Durante su presentación, Menon afirmó que los juicios cambiaron para siempre la sustancia, las normas y el discurso de la ley internacional. Explicó que la Academia Internacional de los Principios de Núremberg funciona en el mismo edificio donde se desarrollaron los juicios. “Tenemos el gran privilegio de que la sala 600 forme parte de nuestras instalaciones”, señaló.
Uno de los momentos que más llamó la atención fue cuando relató la historia de la gran cruz ubicada actualmente en la sala.

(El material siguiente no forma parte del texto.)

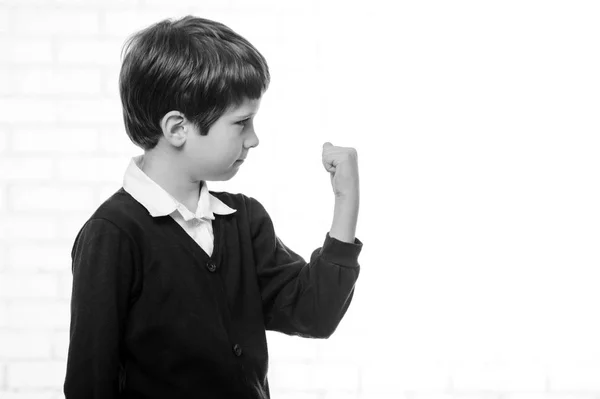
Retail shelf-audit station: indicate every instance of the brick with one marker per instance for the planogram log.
(123, 23)
(89, 52)
(550, 395)
(383, 396)
(4, 134)
(499, 377)
(5, 20)
(6, 82)
(21, 345)
(93, 169)
(115, 141)
(28, 285)
(33, 21)
(56, 257)
(25, 51)
(90, 111)
(3, 322)
(336, 377)
(62, 81)
(477, 395)
(574, 378)
(342, 395)
(3, 257)
(50, 198)
(31, 110)
(392, 377)
(110, 82)
(197, 6)
(36, 314)
(41, 374)
(295, 395)
(25, 168)
(55, 140)
(284, 347)
(28, 227)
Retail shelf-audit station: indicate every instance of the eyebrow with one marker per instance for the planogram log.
(245, 116)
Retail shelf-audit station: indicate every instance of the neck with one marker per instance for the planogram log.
(168, 174)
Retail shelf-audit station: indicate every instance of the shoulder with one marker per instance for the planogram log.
(119, 213)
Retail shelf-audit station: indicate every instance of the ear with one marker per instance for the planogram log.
(173, 126)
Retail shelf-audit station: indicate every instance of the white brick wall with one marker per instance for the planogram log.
(462, 284)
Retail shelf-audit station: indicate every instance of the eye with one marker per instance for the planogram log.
(243, 122)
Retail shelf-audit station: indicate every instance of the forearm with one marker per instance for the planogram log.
(345, 217)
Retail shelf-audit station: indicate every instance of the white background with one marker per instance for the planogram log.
(478, 133)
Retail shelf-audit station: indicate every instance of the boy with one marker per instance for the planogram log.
(174, 285)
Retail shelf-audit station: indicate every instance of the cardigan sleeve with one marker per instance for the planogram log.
(300, 298)
(103, 274)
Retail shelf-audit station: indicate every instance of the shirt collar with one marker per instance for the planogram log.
(160, 203)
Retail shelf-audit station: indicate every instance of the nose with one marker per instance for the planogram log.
(252, 140)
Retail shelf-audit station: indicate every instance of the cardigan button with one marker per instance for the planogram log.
(211, 266)
(237, 350)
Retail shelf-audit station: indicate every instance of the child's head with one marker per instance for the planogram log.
(183, 76)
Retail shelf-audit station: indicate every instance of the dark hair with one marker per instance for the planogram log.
(193, 65)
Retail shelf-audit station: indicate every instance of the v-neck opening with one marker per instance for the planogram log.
(192, 244)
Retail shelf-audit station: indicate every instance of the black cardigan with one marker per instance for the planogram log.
(153, 316)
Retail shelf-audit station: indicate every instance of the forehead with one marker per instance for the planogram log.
(245, 108)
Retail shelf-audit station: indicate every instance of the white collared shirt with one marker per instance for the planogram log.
(158, 202)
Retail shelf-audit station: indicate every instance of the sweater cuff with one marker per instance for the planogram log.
(341, 253)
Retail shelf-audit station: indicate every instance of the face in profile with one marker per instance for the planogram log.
(218, 155)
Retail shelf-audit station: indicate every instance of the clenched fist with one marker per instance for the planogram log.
(342, 164)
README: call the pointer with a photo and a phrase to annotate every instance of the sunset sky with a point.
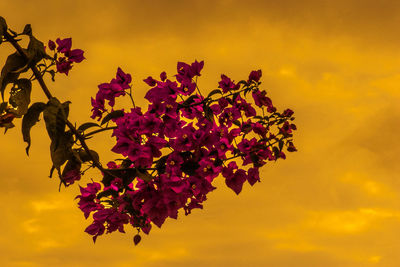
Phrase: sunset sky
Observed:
(334, 203)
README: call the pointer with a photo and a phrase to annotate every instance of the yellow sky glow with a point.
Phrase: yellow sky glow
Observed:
(334, 203)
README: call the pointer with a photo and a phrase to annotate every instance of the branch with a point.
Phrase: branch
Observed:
(48, 94)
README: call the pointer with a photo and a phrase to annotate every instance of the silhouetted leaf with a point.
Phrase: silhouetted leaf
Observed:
(20, 96)
(235, 95)
(29, 120)
(3, 27)
(280, 145)
(3, 107)
(87, 125)
(55, 118)
(112, 115)
(73, 163)
(85, 157)
(52, 73)
(62, 151)
(15, 64)
(36, 51)
(236, 122)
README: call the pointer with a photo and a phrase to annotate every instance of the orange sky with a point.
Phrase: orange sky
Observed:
(336, 202)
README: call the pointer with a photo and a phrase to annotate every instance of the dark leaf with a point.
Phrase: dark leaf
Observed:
(276, 151)
(73, 163)
(87, 125)
(280, 145)
(112, 115)
(15, 64)
(55, 119)
(36, 51)
(20, 96)
(85, 157)
(235, 95)
(62, 151)
(29, 120)
(136, 239)
(236, 122)
(3, 28)
(127, 175)
(3, 107)
(52, 73)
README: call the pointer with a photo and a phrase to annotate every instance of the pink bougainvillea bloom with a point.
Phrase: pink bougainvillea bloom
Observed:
(253, 176)
(254, 76)
(288, 113)
(71, 176)
(163, 76)
(51, 45)
(64, 45)
(196, 68)
(123, 79)
(150, 81)
(63, 65)
(235, 182)
(226, 84)
(291, 147)
(75, 55)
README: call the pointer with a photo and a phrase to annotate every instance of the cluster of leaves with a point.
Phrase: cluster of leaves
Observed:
(170, 153)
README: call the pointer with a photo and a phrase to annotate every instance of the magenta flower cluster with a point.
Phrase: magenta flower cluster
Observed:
(172, 151)
(68, 55)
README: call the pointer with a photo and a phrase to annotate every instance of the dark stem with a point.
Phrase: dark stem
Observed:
(46, 91)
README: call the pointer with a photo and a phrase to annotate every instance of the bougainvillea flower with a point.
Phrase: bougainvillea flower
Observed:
(75, 55)
(64, 45)
(51, 45)
(254, 76)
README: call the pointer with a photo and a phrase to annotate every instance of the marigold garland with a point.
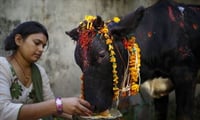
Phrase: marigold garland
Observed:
(130, 84)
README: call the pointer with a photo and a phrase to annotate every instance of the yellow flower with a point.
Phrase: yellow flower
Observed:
(108, 41)
(90, 18)
(116, 19)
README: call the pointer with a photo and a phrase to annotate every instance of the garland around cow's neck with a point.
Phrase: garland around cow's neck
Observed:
(130, 84)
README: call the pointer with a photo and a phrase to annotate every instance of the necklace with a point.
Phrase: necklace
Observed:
(26, 77)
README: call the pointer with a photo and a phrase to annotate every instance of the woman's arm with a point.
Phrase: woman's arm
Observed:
(37, 110)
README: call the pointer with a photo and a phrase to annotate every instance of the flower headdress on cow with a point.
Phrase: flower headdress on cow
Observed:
(130, 85)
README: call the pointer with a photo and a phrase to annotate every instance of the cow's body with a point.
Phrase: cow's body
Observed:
(168, 35)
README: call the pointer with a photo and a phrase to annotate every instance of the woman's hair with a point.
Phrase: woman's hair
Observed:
(24, 29)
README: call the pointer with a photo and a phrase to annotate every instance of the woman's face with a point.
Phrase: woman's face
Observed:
(32, 47)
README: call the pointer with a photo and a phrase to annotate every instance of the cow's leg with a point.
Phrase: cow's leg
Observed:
(161, 107)
(184, 80)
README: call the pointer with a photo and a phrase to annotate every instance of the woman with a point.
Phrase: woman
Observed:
(25, 92)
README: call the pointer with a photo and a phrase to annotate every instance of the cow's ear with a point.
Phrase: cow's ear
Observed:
(74, 34)
(98, 23)
(128, 23)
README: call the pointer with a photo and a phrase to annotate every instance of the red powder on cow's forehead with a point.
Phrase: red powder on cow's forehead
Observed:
(86, 37)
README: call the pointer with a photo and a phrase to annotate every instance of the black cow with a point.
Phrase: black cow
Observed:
(168, 34)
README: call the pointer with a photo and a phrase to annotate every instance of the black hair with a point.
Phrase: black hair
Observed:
(24, 29)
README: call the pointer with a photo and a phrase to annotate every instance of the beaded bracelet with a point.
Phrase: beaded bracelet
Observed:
(59, 105)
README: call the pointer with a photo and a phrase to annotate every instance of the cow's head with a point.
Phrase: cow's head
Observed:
(103, 65)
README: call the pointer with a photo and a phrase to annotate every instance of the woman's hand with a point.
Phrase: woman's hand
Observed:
(76, 106)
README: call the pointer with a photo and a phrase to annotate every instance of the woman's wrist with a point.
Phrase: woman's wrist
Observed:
(59, 105)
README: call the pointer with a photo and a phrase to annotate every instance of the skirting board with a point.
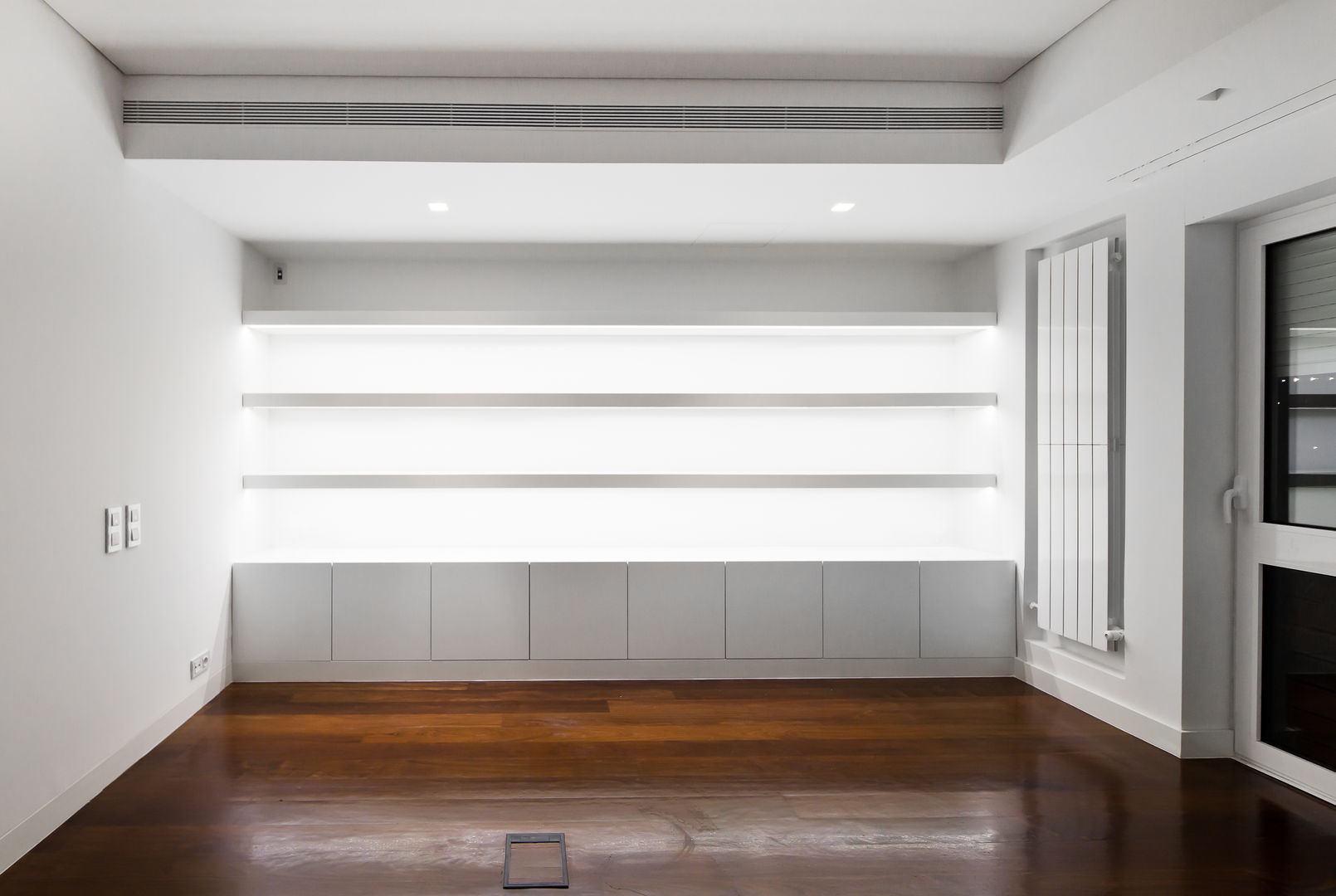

Según explicó, los archivos históricos muestran que durante las audiencias originales esa cruz no existía. “La decisión fue mantenerla, ya que su rechazo es tan parte del legado de los juicios como luego lo fue su aceptación”, sostuvo.
Las marcas de la historia
Menon también mostró una pintura realizada por la artista británica Laura Knight durante las audiencias de Núremberg, donde aparecen los acusados junto a las ruinas de la ciudad destruida por la guerra. Para el expositor, esa imagen funciona como una metáfora del contexto histórico y del estado del orden internacional después del conflicto. “Las ruinas representan el orden legal internacional”, explicó, mientras citaba a Winston Churchill, quien definió aquellos hechos como “un crimen sin nombre”.
A lo largo de la conferencia, el especialista repasó distintos hitos vinculados al nazismo y al desarrollo posterior del derecho internacional. Se refirió a las leyes raciales de Núremberg y sostuvo que, mediante el uso de la ley y de las instituciones, “millones de ciudadanos alemanes vieron sus vidas deslegitimadas”.
También analizó cómo los principios de Núremberg influyeron en procesos judiciales posteriores como Yugoslavia, Ruanda, Sierra Leona, Camboya y el dictador de Chile Augusto Pinochet, además de su impacto en la Corte Europea de Derechos Humanos.
Hacia el final de la conferencia, Menon vinculó el legado de Núremberg con conflictos contemporáneos y mencionó el ataque sufrido por el memorial de Babi Yar, en Ucrania. Allí advirtió sobre los riesgos actuales frente al debilitamiento del multilateralismo y retomó palabras del fiscal estadounidense Robert Jackson. “Que la ley alcance incluso a quienes ejercen el mayor poder; que ningún cargo, ningún uniforme y ninguna ideología colocan a un hombre por encima de la justicia”, citó.
Para cerrar, el especialista aseguró que Núremberg continúa ocupando “un lugar único” en la historia contemporánea. “Cuando respondemos a las peores experiencias de la humanidad podemos crear estándares que son tanto una inspiración como una aspiración”, concluyó.